The Lobos began the season astonishingly, winning their first 12 games and getting to #12 in the rankings. But, as Kentucky proved last night, sometimes it isn’t easy being on top. The Lobos had since fallen out of the rankings, regained their underdog mentality and now have won four straight.
BYU edged San Diego State last week (partially because Chris Miles got in the post, went on his LDS mission, and came back to the post without a travelling violation) to stay perfect in conference play. BYU also took care of business at home against UNLV, both of which are games New Mexico lost.
Jimmer Fredette has been the MWC Player of the Year all season long, highlighted by his 49 point performance at Arizona. Fredette is a fantastic three-point shooter, but as the Cougar’s leading scorer, may find a tough defense against Alford’s team. In 13 home games this year, the only times that a team’s leading scorer had more than their average points were Cal’s Jerome Randle and UNLV’s Tre’Von Willis. In fact, Leading scorers average more than 4 points fewer than their average in Albuquerque this year. I think Steve Alford would be happy keeping Fredette to less than 16 points.
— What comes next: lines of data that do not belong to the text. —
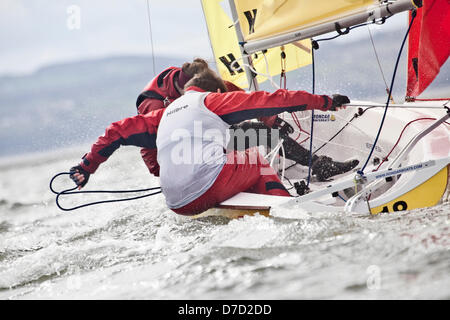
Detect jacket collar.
[184,86,206,93]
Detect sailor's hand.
[273,117,294,137]
[181,58,208,78]
[70,165,91,190]
[330,94,350,111]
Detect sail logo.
[314,114,336,122]
[244,9,257,34]
[219,53,244,76]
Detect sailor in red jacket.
[136,58,302,177]
[70,70,352,215]
[136,58,208,177]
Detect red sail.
[406,0,450,97]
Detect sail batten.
[202,0,312,89]
[239,0,416,53]
[406,0,450,99]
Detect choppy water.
[0,148,450,299]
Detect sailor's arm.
[70,109,164,188]
[205,89,333,125]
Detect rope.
[358,11,417,175]
[316,16,392,42]
[147,0,156,77]
[373,118,450,171]
[49,172,162,211]
[367,25,395,103]
[306,39,316,188]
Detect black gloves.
[273,117,294,137]
[70,165,91,187]
[329,94,350,111]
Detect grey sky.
[0,0,212,74]
[0,0,406,74]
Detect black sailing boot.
[280,137,319,167]
[311,156,359,181]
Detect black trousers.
[228,122,318,166]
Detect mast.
[243,0,422,54]
[228,0,259,91]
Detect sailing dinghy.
[197,0,450,218]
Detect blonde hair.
[184,69,228,92]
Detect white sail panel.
[234,0,379,41]
[202,0,311,88]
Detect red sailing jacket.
[136,67,276,177]
[80,87,332,173]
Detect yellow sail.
[234,0,379,41]
[202,0,311,88]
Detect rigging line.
[316,16,392,42]
[49,172,162,211]
[367,25,395,103]
[306,38,316,189]
[146,0,156,77]
[358,10,417,175]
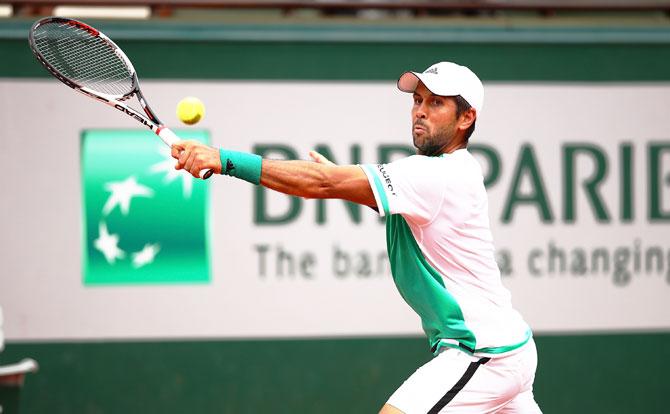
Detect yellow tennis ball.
[177,96,205,125]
Keying on Fredette would allow for other shooters to open up, which the Cougars have a surplus of. Jackson Emery, Jonathan Tavernari and freshman Tyler Haws are all capable of shooting lights out, which is part of the reason that BYU’s 41.6% from downtown is good for 6th best in the nation. Although Kendall Wallace proved that threes can come in bundles in the Pit, New Mexico has only allowed 29.2% 3-pt shooting at home this year.
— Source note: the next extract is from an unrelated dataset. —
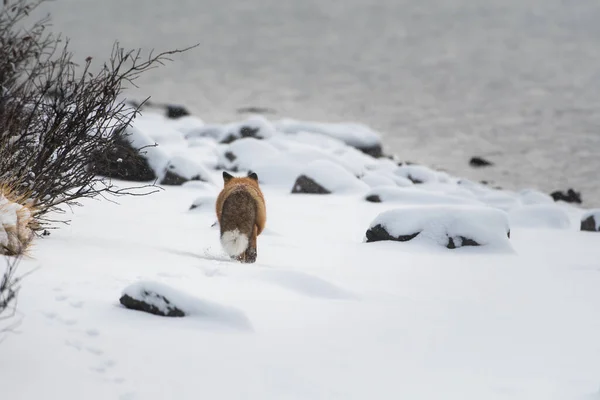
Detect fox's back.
[219,185,257,235]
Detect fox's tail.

As the Aztecs proved on Saturday, BYU’s weakness is their inside game. The Cougars don’t have a single player averaging 5 rebounds a game, while the Lobos have three. Here are the comparisons between two most prominent inside players for each team:
Brown & Hardeman, UNM: 40 mpg, 11.7 ppg, 9.3 rpg
Miles & Hartsock, BYU: 39.6 mpg, 12.5 ppg, 8.4 rpg
This excludes BYU freshman Brandon Davies, who averages 6 points and three rebounds in 13 minutes per game. Interestingly enough, Tavernari, Emery and Haws all average between 4-5 rebounds per game, which is more than Miles’ 3.7 per game. This means that BYU has good rebounders all around. On the other hand, New Mexico has Hobson and Martinez, both of whom average more rebounds than any Cougar, and neither of which are post players.
This game makes for many interesting matchups. If Alford decides to take advantage of the inside with Brown and Hardeman, the defense will struggle to guard BYU’s shooters. Or will Alford decide to go all defense and play small ball with McDonald, Garth, Gary and Fenton?
Even if New Mexico wins they will be a game behind BYU in Conference play, but would still have a chance to catch them with both teams still making a trip to Las Vegas. What a win would do for the Lobos is bolster their RPI and help their seeding cause in the NCAA Tournament, the selection committee looks highly upon those who went 4-0 against ranked teams.